• ライドシェアによる「交通混雑の緩和、世界中で証明」と将来性強調
  • 起こり得る産業の大変革で主導権握る-「AI制する者が未来制す」
Masayoshi Son, chairman and chief executive officer of SoftBank Group Corp., gestures during the Wall Street Journal CEO Council in Tokyo, Japan, on Tuesday, May 15, 2018.
Photographer: Akio Kon/Bloomberg

ソフトバンクグループ(SBG)の孫正義会長兼社長は19日、都内の自社イベントで講演し、「人工知能(AI)を制するものが未来を制する」と強調。ソフトバンク・ビジョン・ファンドを通じた投資などで研究開発を加速し、起こり得る産業界の大変革で主導権を握る考えをあらためて示した。

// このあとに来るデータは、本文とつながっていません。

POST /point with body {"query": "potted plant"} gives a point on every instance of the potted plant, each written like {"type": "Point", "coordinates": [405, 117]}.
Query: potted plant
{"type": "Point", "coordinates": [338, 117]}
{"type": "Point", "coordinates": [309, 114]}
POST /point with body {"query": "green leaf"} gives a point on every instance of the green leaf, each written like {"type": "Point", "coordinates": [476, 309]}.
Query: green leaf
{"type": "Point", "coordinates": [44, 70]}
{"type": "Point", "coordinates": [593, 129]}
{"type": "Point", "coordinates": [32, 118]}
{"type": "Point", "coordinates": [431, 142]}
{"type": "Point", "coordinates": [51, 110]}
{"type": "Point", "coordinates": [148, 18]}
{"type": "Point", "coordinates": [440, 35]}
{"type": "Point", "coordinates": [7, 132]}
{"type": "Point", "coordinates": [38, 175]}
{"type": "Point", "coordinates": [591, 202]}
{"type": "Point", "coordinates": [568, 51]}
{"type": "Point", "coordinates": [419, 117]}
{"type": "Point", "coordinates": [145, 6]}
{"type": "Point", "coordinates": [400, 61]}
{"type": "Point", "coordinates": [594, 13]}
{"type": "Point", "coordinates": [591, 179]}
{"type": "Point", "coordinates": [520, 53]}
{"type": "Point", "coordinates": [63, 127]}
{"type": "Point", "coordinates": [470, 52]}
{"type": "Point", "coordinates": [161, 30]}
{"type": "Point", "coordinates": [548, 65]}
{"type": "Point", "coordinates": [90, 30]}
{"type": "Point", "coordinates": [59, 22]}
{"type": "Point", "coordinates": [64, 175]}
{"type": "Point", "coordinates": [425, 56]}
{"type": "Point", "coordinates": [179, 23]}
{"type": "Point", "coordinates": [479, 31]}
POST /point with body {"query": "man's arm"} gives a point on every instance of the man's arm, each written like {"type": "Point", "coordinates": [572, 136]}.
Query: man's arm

孫氏は出資先企業が手掛けるライドシェアリング事業に関連し、「日本では法律で禁止されている。信じられない。国が未来の進化を止めている。未来を否定する」と政府を厳しく批判。AIにより「未来予測によって交通の混雑が減ることはアメリカや中国、世界中の国々で起きている」とし、同事業の将来性の高さを指摘した。

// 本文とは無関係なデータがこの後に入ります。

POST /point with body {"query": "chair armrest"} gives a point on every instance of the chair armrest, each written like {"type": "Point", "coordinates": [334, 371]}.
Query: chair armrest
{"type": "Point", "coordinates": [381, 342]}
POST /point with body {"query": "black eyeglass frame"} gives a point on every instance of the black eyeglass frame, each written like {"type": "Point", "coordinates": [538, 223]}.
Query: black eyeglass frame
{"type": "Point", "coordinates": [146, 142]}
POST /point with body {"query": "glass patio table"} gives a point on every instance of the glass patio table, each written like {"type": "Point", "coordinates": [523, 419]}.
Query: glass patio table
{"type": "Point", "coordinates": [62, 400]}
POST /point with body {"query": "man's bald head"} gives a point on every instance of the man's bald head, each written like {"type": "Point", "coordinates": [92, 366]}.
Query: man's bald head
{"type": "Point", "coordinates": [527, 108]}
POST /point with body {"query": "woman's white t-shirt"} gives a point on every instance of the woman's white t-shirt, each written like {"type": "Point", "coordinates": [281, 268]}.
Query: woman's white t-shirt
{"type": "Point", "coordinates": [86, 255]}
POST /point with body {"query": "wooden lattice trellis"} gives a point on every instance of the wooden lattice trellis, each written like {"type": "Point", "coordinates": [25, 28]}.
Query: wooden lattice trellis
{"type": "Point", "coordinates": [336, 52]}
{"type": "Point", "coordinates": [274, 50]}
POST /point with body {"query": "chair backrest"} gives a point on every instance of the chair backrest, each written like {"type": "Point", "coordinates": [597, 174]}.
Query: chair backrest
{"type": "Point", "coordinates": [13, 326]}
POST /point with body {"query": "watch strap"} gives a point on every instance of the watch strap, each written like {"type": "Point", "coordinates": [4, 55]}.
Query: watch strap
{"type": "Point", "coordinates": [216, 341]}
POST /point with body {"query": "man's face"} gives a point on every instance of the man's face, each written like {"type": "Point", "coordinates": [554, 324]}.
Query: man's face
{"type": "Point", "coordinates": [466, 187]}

SBGはビジョン・ファンドなどを通じて米ウーバーや中国の滴滴出行をはじめとしたシェアリングエコノミー関連、AIを駆使した自動運転技術関連、保険会社など企業への投資を加速。2017年から運用を始めた同ファンドからの営業利益は18年1-3月期で666億円に拡大した。

孫氏の基調講演には、中国で配車アプリを手掛ける滴滴出行の柳青(ジーン・リウ)社長や米ゼネラル・モーターズ(GM)のダニエル・アマン社長らが登壇した。孫氏は革新的技術で業界トップに躍り出るようなスタートアップ企業への継続的な投資で、300年間成長し続ける組織体を構成する「群戦略」の実現を目指している。

GMのアマン氏は信号機が故障中でも安全に走行する実験動画などを披露しながら、「自動運転を大規模に展開することで世界を変える」と意欲を見せた。孫氏も自動運転車だけが走る街が誕生すれば街中でも信号機は不要になり、時速200キロで走ることも可能だとし、「AIはあらゆるものを進化させてくれる」と力説した。